Ambiente en una terraza de París. | EFE

Llegan con su camisa arremangada, con el andar del turista perdido y la mirada ausente. Llegan con gafas de sol, gafas de incógnito en un día caluroso de junio, sombríamente, luminosamente, van llegando a los cafés. A la sombra, en las terrazas, en la rue parisina, la marea humana sigue su curso. La avenida de los Campos Elíseos es un Serrano mezclado con la jungla de la Gran Vía. El franchute con bigote ha logrado ser un rara avis en esta avenida, es ya el más excéntrico, como un viejo icono del cine. Esta ciudad recoge y vomita todas las culturas: Africanos con andares de pantera, asiáticas de ojos redondeados, operados, árabes vestidas de Chanel en la flor de sus 20 años, indios que gastan mucho en cremas, latinas con curvas. 

París, dudando entre el mimetismo y el excentricismo, ciudad donde los derechos del hombre y del ciudadano vienen a sustituir todas las místicas de la sangre y del suelo. Este caluroso junio alcanza los 39 grados, y el camarero viene a abanicarnos con el menú mientras nos invita a Marruecos. Venimos a ver símbolos nacionales y nos encontramos con una exótica multiculturalidad con pretensiones que ya no reclama la superioridad del espíritu francés. Un deliberado platonismo me impide retratar fielmente esta ciudad museo; tengo el ojo de un realizador que, en medio de una escena, amplía el zoom y congela el movimiento para atrapar un gesto afrancesado, una pieza de joyería. Bien mirada, esta es una ciudad para amantes de la joyería y los perfumes, para sutilezas que tienen algo de café de artistas.

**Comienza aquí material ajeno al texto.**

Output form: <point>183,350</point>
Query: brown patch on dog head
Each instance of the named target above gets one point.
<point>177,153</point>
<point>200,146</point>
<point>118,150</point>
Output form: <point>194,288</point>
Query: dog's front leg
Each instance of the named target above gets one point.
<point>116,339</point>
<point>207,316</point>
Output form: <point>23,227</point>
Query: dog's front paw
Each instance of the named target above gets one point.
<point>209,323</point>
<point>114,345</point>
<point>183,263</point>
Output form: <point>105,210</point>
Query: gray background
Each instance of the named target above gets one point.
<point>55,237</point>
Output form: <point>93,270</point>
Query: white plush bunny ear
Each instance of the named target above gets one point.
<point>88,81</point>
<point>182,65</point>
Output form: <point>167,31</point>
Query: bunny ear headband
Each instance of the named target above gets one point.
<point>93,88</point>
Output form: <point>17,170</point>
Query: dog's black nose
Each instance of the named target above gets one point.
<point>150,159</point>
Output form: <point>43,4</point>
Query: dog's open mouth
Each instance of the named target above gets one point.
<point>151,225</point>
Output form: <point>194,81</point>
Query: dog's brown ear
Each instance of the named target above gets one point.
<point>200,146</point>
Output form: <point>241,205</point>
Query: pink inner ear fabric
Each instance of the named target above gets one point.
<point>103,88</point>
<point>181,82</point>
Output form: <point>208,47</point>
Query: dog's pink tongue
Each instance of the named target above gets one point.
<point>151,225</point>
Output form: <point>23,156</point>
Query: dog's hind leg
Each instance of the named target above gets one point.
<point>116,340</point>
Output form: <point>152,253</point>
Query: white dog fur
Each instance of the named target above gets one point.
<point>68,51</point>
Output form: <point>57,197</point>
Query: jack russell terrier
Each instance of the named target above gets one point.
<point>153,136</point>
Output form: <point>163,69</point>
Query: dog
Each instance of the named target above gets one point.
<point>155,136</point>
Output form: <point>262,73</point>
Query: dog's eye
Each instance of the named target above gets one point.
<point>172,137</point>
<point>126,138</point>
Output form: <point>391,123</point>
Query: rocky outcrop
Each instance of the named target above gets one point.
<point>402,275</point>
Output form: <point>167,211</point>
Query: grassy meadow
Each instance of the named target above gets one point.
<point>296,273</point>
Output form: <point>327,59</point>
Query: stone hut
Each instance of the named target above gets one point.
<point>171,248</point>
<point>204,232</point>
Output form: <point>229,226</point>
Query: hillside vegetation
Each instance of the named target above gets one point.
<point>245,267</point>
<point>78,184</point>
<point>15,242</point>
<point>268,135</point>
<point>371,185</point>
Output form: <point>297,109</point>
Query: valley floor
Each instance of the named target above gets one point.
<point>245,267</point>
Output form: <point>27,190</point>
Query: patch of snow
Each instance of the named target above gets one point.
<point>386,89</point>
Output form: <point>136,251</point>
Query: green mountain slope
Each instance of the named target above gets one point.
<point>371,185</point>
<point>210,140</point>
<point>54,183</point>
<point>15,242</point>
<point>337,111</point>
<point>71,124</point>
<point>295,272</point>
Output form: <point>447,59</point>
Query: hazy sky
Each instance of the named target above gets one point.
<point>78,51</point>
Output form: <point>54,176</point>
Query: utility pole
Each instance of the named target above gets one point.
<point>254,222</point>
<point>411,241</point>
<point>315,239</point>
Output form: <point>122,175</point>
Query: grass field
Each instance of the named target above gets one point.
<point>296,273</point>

La multiculturalidad también son las terrazas de los Campos Elíseos donde todos se juntan

La asiática que tenemos en frente copia la joyería fina de las francesas, pero no la lleva, ay, con la misma elegancia. Y en la mesa de al lado, dos Marías Antonietas comen caracoles con la elegancia de quien nunca los había probado. Las musulmanas, a las que el feminismo ha puesto de moda, llegan vestidas de si mismas a otra mesa. En este crisol de bellezas exóticas se rueda el anuncio de un nuevo perfume. La multiculturalidad también son las terrazas de los Campos Elíseos donde todos se juntan, rompiendo barreras culturales y tejiendo conversaciones que crean, y no solo reflejan realidades. La filosofía de café solía ser el diagnóstico burgués de los problemas que luego salían en la prensa. Pero en la prensa también hay conversaciones que en la cultura de los cultos son un tótem y un tabú, para que duren y no se resuelvan. Esta ciudad crea y resuelve el problema del multiculturalismo, directa y abiertamente, en las terrazas.

Se sientan en los cafés disfrazados de europeos, porque la globalización no es otra cosa que la occidentalización del mundo y muchos ya no saben a qué lugar pertenecen. Y paradójicamente, ahora son los occidentales quienes no quieren oír hablar de pertenencia. Pertenecer, dicen, es cribar. La afiliación conduce a la exclusión. La pertenencia es el asunto espinoso, y quizás por este tabú ya hemos desterrado toda alusión a las raíces. El francés De Gaulle dijo: «Somos no obstante y antes que nada un pueblo europeo de raza blanca, de cultura griega y latina y de religión cristiana». Para admirar la cultura griega vayan al Louvre, porque esa Europa ya solo existe en los museos. En la calle, la Francia multicultural desfila imponente, y es un espectáculo que asombra por su caos y su belleza. Con la multiculturalidad parisina ocurre lo que pasaba antes con el can-can, que era pecado ir a verlo a París, pero algunos iban, porque podían. Ya se sabe que la mejor forma de evadir la tentación es caer en ella.